AI agents are already taking on these tasks at a scale that no human team could manage. They can mine vast data sets 24/7, scrap social media profiles, analyse posts, and review public speaking engagements to pinpoint prospects' key interests and challenges. From this, they generate highly specific outreach, referencing recent articles, posts, or events the prospect is connected to, making every interaction timely and relevant.
But the impact isn't just precision; it's scale. These agents can simultaneously engage with hundreds, if not thousands, of prospects. They qualify leads through dynamic, tailored conversations, schedule meetings directly into calendars, and continuously refine their approach based on what works.
And this isn't limited to business development. AI agents are being built for tasks across industries - handling customer service, automating operations, and assisting in legal and financial workflows. They are not just enhancing how work gets done; they're redefining it entirely.
Hence, it forces a different kind of reflection: not just on what can be improved but on what might no longer be necessary at all.
This isn't about replacing people with machines. It's about understanding how roles, processes, and even business models evolve when intelligence isn't a human monopoly.
How will customer relationships change?

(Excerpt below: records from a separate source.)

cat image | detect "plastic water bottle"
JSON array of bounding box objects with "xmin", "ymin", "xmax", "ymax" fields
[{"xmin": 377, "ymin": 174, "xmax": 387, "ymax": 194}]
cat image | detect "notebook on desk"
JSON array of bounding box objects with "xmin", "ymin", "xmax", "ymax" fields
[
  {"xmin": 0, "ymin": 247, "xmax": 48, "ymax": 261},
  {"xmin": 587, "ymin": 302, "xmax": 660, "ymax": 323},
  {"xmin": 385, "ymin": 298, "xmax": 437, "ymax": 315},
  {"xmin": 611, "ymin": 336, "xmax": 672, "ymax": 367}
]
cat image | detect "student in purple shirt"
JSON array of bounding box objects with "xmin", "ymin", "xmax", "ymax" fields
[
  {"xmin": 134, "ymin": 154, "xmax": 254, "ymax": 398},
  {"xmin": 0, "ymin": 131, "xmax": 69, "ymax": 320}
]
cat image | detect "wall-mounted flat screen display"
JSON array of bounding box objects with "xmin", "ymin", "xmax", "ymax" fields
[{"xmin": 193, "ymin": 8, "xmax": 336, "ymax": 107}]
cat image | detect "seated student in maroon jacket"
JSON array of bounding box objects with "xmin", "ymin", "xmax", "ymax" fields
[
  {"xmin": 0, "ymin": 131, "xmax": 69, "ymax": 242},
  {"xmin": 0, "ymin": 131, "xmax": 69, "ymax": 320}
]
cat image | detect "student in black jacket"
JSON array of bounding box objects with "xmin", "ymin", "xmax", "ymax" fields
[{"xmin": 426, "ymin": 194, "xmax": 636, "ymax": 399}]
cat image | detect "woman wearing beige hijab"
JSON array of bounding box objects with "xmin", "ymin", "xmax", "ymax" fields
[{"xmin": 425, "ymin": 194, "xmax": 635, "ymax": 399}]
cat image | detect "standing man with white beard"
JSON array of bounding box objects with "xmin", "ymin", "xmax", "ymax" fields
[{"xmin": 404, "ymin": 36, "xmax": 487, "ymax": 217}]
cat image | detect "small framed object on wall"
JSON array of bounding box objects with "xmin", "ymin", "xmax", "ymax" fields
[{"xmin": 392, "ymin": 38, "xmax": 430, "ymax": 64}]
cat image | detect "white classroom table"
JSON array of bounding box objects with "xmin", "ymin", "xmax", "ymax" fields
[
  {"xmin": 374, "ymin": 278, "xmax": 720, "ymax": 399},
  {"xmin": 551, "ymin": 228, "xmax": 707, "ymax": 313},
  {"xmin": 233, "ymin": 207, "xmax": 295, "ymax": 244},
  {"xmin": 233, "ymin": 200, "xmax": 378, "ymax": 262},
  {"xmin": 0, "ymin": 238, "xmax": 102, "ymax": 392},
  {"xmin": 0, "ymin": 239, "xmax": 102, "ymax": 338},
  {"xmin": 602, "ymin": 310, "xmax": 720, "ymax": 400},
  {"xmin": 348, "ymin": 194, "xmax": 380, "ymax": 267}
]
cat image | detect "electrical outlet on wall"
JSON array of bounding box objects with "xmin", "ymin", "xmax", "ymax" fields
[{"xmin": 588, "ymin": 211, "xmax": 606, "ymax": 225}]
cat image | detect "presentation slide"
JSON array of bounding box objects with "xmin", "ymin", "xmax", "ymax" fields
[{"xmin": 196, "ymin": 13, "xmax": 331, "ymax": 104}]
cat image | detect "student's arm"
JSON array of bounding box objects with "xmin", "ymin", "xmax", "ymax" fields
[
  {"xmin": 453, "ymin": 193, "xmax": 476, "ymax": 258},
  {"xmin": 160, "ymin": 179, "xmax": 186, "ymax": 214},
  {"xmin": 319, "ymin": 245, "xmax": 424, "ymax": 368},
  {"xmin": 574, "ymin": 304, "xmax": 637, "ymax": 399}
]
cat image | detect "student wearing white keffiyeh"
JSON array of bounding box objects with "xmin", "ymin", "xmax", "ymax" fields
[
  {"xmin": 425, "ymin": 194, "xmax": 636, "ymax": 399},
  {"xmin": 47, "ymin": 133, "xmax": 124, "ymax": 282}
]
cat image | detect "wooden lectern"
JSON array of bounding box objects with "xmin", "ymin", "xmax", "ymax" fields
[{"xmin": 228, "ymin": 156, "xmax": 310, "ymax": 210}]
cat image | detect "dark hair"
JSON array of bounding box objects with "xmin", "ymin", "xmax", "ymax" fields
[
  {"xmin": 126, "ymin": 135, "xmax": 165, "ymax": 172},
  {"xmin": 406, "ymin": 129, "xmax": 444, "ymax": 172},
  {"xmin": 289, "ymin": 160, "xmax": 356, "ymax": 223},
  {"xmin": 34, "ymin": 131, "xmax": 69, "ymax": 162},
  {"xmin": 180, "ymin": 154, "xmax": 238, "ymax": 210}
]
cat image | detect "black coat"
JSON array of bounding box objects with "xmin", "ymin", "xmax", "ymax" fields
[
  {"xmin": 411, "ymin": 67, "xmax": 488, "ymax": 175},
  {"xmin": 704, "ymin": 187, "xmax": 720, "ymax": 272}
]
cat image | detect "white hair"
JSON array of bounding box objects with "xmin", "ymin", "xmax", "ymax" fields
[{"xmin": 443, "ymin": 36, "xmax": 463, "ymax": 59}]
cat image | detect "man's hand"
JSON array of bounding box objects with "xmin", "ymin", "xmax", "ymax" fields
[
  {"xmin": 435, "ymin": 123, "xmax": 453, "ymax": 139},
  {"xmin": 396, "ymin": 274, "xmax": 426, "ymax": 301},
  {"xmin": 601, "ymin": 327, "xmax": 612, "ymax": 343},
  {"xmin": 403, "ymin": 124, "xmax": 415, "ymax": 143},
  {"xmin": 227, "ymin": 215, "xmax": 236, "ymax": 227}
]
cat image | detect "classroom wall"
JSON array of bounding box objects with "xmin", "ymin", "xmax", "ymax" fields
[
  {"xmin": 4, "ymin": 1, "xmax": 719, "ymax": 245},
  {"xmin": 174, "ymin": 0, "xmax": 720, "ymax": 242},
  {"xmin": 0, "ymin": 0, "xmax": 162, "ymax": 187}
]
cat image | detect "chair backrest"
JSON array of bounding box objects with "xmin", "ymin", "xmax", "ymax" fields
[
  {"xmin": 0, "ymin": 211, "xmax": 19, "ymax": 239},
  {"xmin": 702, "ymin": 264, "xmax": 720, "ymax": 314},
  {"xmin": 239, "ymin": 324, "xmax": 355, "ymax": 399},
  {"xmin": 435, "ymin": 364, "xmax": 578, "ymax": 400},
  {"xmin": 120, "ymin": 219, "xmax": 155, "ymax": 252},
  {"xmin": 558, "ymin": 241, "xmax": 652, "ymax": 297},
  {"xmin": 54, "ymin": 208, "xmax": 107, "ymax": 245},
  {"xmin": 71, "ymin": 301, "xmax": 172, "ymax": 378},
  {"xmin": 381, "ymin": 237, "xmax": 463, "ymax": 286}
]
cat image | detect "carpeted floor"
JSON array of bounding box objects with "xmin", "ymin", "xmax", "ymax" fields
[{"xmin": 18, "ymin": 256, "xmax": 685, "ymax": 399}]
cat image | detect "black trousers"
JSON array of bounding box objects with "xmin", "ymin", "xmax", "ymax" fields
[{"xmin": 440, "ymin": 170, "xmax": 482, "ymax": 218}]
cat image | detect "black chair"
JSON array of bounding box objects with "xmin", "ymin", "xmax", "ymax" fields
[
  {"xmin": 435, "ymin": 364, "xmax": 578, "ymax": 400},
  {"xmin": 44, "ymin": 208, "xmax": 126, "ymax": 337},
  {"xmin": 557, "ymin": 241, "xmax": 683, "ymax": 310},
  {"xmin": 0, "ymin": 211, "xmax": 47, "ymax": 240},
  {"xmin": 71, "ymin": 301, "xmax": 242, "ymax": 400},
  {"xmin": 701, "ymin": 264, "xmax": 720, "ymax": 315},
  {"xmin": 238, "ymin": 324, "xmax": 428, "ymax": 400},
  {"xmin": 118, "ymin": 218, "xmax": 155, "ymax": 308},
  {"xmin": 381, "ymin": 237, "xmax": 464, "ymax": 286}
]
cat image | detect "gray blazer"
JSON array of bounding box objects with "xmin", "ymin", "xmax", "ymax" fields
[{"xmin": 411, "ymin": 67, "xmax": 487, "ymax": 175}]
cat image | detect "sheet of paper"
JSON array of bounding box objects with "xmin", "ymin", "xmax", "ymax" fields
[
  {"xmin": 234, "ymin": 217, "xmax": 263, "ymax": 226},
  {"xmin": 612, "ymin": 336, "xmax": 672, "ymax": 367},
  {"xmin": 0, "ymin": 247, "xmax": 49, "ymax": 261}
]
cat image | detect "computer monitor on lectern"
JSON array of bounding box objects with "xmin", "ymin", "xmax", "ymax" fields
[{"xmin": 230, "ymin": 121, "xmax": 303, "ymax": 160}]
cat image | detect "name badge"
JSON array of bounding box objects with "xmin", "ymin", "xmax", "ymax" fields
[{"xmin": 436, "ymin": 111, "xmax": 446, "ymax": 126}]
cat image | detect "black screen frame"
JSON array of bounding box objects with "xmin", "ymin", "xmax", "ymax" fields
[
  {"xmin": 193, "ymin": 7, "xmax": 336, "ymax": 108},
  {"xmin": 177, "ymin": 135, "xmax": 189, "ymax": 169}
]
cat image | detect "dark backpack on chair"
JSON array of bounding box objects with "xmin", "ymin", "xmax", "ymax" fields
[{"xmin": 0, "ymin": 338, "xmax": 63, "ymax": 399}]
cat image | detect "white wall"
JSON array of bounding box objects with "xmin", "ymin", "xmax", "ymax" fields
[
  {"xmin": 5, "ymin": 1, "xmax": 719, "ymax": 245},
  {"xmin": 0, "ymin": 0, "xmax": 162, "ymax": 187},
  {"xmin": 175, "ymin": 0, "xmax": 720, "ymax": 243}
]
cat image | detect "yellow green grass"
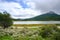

If AI can personalise, anticipate, and engage better than any team ever could, what does that mean for how you build loyalty or differentiate your brand?
What happens to competition? AI lowers barriers to entry. Competitors might not come from your traditional sector but from startups or adjacent industries enabled by the same tools.
Where do you provide unique value? If execution becomes ubiquitous - accessible to all at speed and scale - what makes your business distinct or better?
Mapping the shifts
One way to think about this is to look at your business and industry as a whole. Imagine three to five years from now. What aspects of your sector are most vulnerable to being replaced, streamlined, or disrupted by AI?
Start with the obvious. What processes today feel slow, manual, or prone to error? These are often the first to change. Then, go deeper: What products or services could become redundant as customer expectations evolve? Where might entirely new opportunities emerge?
It's not about predicting the future with certainty. It's about identifying the pressure points where change is likely to happen first and thinking about how to adapt before it arrives.
The implications of change
What's coming isn't just a technological shift. It's a reordering of how businesses create value, how industries are structured, and how leaders think. The companies that succeed won't necessarily be the fastest to adopt AI. They'll be the ones that think most clearly about its implications.
This isn't a time for panic or grand gestures. It's a time to reflect, to observe, and to imagine. Ask yourself:
Where do you see the cracks in your current model?
What opportunities might others see that you haven't?
How can you prepare your team and yourself to lead in a world that looks very different from the one you started in?
Building for the future
So, as this year begins, resist the pull to focus only on growth. Take a step back. Think about the bigger picture. What kind of business do you want to build, and how will it fit into the emerging world?
The most significant risk this year isn't being disrupted. It's holding onto what's already losing relevance. This isn't a moment for minor adjustments. It's a time to rethink what's possible and to build with the future in mind.
This year isn't about doing more. It's about seeing differently. And that starts with asking the right questions.